Network faults case packet loss and retries. For example, the client may initiate a delete operation to delete a certain object. The request reaches the server and successfully executes the delete operation. However, if the response packet is lost during transmission on the network, the client initiates a retry. This second request then produces a 404 error. You can confirm that network problems are producing 404 errors using the client log and server log:
- Check for retry requests in the client application log.
- Check if the server log shows two delete operations for this object and that the first delete operation has an HTTP status of 2xx.
- Low valid request rate and high number of other client-side request errors
The valid request rate is the number of requests that return an HTTP status code of 2xx/3xx as a percentage of total requests. Status codes of 4XX or 5XX indicate a failed request and reduce the valid request rate. Other client-side request errors indicate requests errors other than the following: server errors (5xx), network errors (499), client authorization errors (403), resource does not exist errors (404), and client time-out errors (408 or OSS error code: RequestTimeout 400).

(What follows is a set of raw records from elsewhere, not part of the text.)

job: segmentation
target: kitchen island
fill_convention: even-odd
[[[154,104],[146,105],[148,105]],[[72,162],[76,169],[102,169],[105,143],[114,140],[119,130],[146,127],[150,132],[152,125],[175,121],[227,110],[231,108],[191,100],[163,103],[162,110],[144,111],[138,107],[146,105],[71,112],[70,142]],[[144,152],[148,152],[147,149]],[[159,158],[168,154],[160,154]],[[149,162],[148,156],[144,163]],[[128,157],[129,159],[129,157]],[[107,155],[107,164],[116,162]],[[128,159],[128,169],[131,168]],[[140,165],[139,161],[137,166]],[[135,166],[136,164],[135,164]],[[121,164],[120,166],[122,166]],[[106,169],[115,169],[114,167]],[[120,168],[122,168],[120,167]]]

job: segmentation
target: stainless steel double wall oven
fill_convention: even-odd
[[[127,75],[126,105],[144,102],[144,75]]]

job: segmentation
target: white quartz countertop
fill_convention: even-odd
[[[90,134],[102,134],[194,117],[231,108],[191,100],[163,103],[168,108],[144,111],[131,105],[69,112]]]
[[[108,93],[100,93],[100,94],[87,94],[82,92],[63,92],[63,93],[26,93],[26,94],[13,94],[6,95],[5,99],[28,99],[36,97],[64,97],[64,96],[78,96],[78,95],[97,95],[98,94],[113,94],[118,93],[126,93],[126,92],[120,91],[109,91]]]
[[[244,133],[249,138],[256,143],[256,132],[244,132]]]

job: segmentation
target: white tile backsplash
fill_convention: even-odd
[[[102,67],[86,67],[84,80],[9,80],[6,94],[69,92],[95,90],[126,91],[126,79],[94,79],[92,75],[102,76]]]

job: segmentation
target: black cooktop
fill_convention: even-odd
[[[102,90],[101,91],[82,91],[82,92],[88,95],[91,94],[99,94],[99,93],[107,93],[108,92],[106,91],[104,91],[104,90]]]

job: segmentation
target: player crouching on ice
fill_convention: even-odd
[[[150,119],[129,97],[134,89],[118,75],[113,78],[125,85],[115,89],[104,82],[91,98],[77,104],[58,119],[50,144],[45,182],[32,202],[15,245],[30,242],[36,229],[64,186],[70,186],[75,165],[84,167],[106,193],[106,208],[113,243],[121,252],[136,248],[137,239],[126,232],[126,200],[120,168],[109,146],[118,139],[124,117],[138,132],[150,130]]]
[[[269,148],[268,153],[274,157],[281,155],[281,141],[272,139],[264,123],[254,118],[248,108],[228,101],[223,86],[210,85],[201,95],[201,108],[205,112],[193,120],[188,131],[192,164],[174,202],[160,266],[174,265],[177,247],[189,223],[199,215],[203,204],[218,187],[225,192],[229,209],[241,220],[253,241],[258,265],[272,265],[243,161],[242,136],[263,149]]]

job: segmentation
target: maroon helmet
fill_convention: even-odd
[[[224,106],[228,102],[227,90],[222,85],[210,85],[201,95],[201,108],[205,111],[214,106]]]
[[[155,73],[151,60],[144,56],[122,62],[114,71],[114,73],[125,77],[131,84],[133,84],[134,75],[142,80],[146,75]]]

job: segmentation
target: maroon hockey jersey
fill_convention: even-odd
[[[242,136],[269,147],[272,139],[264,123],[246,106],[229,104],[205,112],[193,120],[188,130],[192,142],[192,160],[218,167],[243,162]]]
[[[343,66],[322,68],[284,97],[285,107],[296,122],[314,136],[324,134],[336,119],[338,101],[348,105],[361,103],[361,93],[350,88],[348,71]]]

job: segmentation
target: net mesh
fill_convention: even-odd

Check the server log recorded by the logging function to determine the specific errors encountered by these requests. You can see OSS error responses to find a list of common error codes returned by OSS. Then, check the client code to find and solve the specific cause of these errors.

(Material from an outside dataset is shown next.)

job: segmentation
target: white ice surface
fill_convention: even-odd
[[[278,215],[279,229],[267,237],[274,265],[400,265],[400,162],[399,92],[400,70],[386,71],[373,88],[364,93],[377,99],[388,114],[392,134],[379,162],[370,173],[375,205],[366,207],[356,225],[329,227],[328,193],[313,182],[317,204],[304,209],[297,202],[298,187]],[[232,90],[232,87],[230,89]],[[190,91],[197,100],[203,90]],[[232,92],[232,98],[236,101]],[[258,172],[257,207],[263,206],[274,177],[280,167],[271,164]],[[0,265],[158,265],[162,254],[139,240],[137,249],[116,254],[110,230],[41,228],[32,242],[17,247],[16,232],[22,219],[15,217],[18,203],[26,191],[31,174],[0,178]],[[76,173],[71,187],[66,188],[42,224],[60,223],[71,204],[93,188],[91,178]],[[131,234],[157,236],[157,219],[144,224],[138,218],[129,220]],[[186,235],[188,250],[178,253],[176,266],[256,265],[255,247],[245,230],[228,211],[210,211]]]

If storage capacity increases abnormally without a corresponding increase in upload requests, this is generally caused by a delete problem. In such a case, check for the following two factors:
- When the client application uses a specific process to regularly delete storage objects
to free up space: The investigation processes for this request are as follows:
- Check if the valid request rate has decreased, because a failed delete request may cause storage objects to fail to be deleted as expected.
- Find the specific cause for the decrease in the valid request rate by looking at the error types of the requests. Then, you can combine the specific client logs to see the detailed error information (for example, the STS temporary token used to free up storage space may have expired).
- When the client sets a LifeCycle to delete storage objects: Use the console or an API to check that the current bucket LifeCycle value is the same as before. If not, modify the configuration and use the server log recorded by the logging function to find information on the previous modification of this value. If the LifeCycle is normal but inactive, contact an OSS system administrator to help identify the problem.
If the Troubleshooting section did not cover your problem, use one of the following methods to diagnose and troubleshoot the problem.
- View the OSS monitoring service, to see if there have been any changes compared to the expected baseline behavior. Using the monitoring view, you may be able to determine if this problem is temporary or permanent and which storage operations are affected.
- The monitoring information can help you search the server log data recorded by the logging function, to find information on any errors that may have occurred when the problem started. This information may be able to help you find and solve the problem.
- If the information in the server log is insufficient, use the client long to investigate the client application, or use a network tool such as Wireshark to check your network for problems.